Permalink
Fetching contributors…
Cannot retrieve contributors at this time
247 lines (212 sloc) 13.1 KB
subtitle title canonical_url
At scale, and no, we're not joking
Calico over an Ethernet interconnect fabric

This is the first of a few tech notes that I will be authoring that will discuss some of the various interconnect fabric options in a Calico network.

Any technology that is capable of transporting IP packets can be used as the interconnect fabric in a Calico network (the first person to test and publish the results of using IP over Avian Carrier as a transport for Calico will earn a very nice dinner on or with the core Calico team). This means that the standard tools used to transport IP, such as MPLS and Ethernet can be used in a Calico network.

In this note, I'm going to focus on Ethernet as the interconnect network. Talking to most at-scale cloud operators, they have converted to IP fabrics, and as will cover in the next blog post that infrastructure will work for Calico as well. However, the concerns that drove most of those operators to IP as the interconnection network in their pods are largely ameliorated by Project Calico, allowing Ethernet to be viably considered as a Calico interconnect, even in large-scale deployments.

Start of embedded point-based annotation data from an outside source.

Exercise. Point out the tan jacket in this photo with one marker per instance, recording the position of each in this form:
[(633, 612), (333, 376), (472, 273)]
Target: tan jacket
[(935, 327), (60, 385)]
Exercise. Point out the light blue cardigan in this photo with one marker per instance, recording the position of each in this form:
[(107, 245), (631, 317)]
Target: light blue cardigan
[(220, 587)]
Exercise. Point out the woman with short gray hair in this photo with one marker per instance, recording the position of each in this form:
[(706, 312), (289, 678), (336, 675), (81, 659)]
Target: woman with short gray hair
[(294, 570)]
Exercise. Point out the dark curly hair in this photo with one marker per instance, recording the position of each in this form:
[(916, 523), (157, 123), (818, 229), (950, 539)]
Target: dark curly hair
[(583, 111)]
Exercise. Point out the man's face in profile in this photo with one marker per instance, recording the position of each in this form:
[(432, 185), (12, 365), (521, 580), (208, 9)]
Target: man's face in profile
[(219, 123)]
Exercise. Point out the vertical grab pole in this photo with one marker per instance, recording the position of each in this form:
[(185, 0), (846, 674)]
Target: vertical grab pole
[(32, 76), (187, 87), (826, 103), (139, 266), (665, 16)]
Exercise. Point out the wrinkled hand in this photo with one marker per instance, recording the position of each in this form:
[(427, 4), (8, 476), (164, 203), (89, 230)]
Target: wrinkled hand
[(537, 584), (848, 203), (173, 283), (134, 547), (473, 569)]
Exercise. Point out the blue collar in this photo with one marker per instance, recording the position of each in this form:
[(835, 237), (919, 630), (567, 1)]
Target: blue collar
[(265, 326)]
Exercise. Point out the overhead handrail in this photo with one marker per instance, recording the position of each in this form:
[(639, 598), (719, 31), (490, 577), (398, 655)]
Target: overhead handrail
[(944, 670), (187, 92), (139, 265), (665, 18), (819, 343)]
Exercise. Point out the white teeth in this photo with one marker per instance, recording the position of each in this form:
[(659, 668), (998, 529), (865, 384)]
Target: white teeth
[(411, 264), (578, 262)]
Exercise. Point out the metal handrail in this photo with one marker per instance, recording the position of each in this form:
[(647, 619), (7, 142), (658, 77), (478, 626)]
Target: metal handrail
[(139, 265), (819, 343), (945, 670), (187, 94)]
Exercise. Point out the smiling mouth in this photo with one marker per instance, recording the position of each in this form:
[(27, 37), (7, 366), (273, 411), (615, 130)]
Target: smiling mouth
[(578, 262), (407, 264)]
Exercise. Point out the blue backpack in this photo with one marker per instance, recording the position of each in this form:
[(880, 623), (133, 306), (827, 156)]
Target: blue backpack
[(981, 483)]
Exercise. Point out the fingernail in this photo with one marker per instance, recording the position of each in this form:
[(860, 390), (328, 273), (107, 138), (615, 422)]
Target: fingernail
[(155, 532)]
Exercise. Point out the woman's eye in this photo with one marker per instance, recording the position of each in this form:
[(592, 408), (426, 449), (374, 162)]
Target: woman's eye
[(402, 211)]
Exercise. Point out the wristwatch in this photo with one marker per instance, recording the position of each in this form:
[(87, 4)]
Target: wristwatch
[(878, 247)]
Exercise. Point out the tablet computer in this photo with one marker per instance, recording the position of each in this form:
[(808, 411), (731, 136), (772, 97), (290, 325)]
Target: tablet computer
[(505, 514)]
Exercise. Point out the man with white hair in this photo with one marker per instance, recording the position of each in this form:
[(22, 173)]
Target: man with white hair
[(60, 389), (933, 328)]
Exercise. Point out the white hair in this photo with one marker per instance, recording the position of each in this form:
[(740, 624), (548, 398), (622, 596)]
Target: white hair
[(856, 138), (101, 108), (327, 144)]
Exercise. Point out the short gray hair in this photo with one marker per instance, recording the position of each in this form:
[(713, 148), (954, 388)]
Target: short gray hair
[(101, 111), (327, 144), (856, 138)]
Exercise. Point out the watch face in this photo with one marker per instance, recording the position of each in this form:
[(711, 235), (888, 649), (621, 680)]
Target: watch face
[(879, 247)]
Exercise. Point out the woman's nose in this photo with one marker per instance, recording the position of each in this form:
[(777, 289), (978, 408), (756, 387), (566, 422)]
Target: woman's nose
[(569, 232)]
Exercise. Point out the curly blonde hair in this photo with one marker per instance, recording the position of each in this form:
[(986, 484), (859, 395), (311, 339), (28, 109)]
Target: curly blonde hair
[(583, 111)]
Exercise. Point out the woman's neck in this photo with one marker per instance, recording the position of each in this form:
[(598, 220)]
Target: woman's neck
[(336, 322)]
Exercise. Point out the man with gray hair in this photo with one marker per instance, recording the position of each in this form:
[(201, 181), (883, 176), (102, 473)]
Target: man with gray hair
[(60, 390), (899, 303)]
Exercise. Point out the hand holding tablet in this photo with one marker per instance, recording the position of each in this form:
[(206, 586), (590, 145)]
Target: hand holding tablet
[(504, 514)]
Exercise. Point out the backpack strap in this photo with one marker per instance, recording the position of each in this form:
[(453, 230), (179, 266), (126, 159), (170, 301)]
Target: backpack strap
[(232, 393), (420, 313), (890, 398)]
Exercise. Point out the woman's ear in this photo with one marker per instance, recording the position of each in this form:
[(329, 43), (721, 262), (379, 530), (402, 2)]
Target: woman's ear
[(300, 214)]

Concerns over Ethernet at scale

It has been acknowledged by the industry for years that, beyond a certain size, classical Ethernet networks are unsuitable for production deployment. Although there have been multiple attempts to address these issues, the scale-out networking community has, largely abandoned Ethernet for anything other than providing physical point-to-point links in the networking fabric. The principal reasons for Ethernet failures at large scale are:

  1. Large numbers of end points [^1]. Each switch in an Ethernet network must learn the path to all Ethernet endpoints that are connected to the Ethernet network. Learning this amount of state can become a substantial task when we are talking about hundreds of thousands of end points.
  2. High rate of churn or change in the network. With that many end points, most of them being ephemeral (such as virtual machines or containers), there is a large amount of churn in the network. That load of re-learning paths can be a substantial burden on the control plane processor of most Ethernet switches.
  3. High volumes of broadcast traffic. As each node on the Ethernet network must use Broadcast packets to locate peers, and many use broadcast for other purposes, the resultant packet replication to each and every end point can lead to broadcast storms in large Ethernet networks, effectively consuming most, if not all resources in the network and the attached end points.
  4. Spanning tree. Spanning tree is the protocol used to keep an Ethernet network from forming loops. The protocol was designed in the era of smaller, simpler networks, and it has not aged well. As the number of links and interconnects in an Ethernet network goes up, many implementations of spanning tree become more fragile. Unfortunately, when spanning tree fails in an Ethernet network, the effect is a catastrophic loop or partition (or both) in the network, and, in most cases, difficult to troubleshoot or resolve.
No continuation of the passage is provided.